Se però un cinese qualsiasi cerca in rete anche solo il cognome “Bo” su Sina Weibo, popolarissimo sito di microblogging, troverà questo messaggio: «Nel rispetto delle disposizioni di legge i risultati di ricerca per Bo non sono disponibili». I media ufficiali esortano alla stabilità nazionale, sociale e ideologica sotto la guida saggia e coesa del partito. I Bo non erano altro che mele marce in un frutteto sano. Ora affronteranno tutto il rigore e l’imparzialità dello stato di diritto cinese.

Il quotidiano in lingua inglese China Daily ha dato grande risalto a un rassicurante comunicato dell’agenzia di stampa governativa Xinhua secondo cui «la polizia municipale di Chongqing si è impegnata ad assicurare maggiore protezione agli stranieri» dopo la morte di Heywood – probabile omicidio, di cui sono sospettati la signora Bo e un certo Zhang Xiaojun, «un attendente in servizio a casa Bo». Ma non c’è da preoccuparsi, perché nel 2010 solo 1,5 visitatori su 10mila hanno denunciato furti e violenze nella metropoli. E le forze dell’ordine sono intervenute prontamente. «In ottobre ad esempio la polizia ha recuperato in giornata una Nikon rubata a uno studente dello Zimbabwe».
Niente paura quindi, cari uomini d’affari britannici. Non solo non sarete ammazzati per ordine della moglie di un membro del Politburo, ma la polizia vi restituirà prontamente la macchina fotografica.

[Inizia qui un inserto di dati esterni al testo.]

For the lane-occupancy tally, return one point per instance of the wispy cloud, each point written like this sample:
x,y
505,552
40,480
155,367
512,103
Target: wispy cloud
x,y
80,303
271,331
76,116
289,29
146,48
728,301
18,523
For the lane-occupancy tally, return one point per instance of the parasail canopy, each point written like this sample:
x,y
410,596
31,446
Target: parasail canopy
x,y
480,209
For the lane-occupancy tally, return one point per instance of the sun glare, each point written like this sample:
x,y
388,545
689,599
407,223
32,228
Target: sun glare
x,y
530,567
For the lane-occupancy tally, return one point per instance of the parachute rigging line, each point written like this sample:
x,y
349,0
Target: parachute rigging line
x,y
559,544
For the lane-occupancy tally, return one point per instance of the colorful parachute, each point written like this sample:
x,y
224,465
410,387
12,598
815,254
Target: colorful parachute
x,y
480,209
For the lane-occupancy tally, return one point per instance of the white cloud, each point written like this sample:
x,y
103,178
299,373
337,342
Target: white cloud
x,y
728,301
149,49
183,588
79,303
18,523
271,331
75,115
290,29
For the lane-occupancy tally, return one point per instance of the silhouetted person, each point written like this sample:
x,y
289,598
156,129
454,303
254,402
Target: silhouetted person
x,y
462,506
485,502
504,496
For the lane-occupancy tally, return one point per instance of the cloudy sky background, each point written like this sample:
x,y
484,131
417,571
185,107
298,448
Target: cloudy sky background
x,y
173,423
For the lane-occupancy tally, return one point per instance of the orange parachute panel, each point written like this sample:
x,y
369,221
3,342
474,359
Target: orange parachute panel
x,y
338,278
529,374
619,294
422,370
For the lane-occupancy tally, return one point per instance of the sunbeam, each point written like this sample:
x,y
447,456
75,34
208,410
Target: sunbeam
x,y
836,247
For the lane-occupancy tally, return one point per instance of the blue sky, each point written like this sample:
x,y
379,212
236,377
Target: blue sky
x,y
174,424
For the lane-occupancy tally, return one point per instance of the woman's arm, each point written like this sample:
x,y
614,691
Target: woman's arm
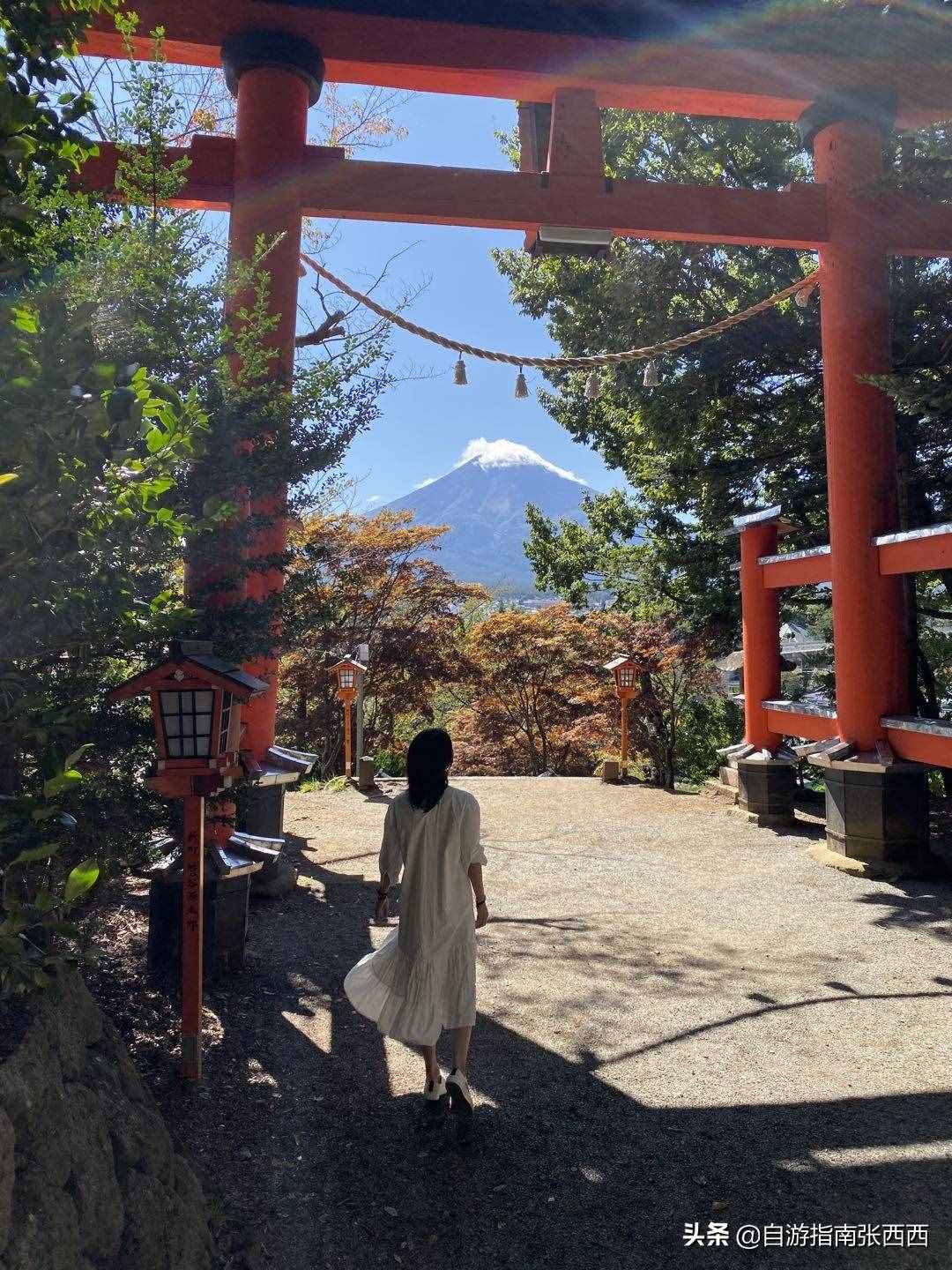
x,y
479,894
389,863
381,911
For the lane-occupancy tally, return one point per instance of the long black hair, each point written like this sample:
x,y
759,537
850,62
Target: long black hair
x,y
428,759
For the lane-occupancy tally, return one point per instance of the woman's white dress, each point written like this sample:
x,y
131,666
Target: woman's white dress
x,y
423,977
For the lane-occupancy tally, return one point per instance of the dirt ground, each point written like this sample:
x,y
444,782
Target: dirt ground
x,y
683,1019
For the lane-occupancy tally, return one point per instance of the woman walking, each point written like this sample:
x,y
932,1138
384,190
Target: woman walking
x,y
423,977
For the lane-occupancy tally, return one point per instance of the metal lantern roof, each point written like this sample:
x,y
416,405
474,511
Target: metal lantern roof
x,y
617,663
205,666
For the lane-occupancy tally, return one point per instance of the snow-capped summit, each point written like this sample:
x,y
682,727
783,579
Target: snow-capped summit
x,y
508,453
482,499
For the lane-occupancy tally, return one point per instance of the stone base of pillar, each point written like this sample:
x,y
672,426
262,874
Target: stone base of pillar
x,y
766,790
877,818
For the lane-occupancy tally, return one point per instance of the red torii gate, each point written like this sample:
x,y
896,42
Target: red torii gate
x,y
896,70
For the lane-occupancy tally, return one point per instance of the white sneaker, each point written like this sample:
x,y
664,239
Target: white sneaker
x,y
461,1100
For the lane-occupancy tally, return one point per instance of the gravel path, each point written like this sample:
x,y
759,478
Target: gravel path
x,y
682,1020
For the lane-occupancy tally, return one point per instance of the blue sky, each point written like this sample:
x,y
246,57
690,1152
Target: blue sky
x,y
427,424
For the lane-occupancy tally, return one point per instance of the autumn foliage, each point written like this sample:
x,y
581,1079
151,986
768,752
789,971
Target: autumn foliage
x,y
542,703
369,579
521,692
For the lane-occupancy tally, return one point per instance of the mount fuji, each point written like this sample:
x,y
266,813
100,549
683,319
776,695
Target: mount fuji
x,y
482,501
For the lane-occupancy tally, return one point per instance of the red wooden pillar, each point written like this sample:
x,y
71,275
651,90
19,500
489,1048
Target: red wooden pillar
x,y
625,698
276,79
762,640
192,923
848,136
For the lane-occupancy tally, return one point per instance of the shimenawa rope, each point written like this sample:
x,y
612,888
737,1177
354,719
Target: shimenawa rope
x,y
570,363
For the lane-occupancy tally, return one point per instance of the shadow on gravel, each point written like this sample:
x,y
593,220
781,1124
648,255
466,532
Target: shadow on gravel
x,y
920,906
562,1169
319,1168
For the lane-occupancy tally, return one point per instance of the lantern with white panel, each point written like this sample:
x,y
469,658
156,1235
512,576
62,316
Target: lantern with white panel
x,y
196,701
623,669
349,675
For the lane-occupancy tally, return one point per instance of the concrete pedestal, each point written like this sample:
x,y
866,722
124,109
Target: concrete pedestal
x,y
877,817
224,930
264,811
766,790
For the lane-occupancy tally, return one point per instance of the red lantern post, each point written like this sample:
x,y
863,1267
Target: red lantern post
x,y
623,669
349,678
196,701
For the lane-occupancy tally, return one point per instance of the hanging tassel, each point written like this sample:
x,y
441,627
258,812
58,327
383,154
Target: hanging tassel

Accanto all’aspetto macabro e intrigante, ma anche tragico e doloroso, (pensiamo ai familiari di Heywood), la vicenda ha anche un risvolto più ampioe importante, comunque collegato. Può essere che un crimine così orribile, se di crimine si tratta, avrebbe comunque minato l’ascesa politica di Bo. Certo è che si va a collocare nel contesto della competizione ideologica e di schieramento in seno alle strutture di potere di partito, statali e militari cinesi nella corsa alla transizione politica in cui Bo era discusso candidato a uno dei nove seggi del comitato permanente. E certo è che le macabre, sensazionali e ormai ben note circostanze della sua fine politica influenzeranno l’esito della transizione, sia in termini di protagonisti che di programmi.

Finora la propaganda ufficiale si è curata di distinguere tra la persona di Bo e il cosiddetto modello Chongqing, con i suoi slogan criptomaoisti contro la criminalitàe inneggianti alle masse e le rivendicazioni populiste di pensioni, casa e lavoro per tutti.
È comprensibile, dato che molti vertici del partito, tra cui il futuro presidente Xi Jinping, lo decantavano fino a poco tempo fa e il relativo programma previdenziale e di edilizia popolare resterà probabilmente in parte inserito nel quadro composito della politica del paese.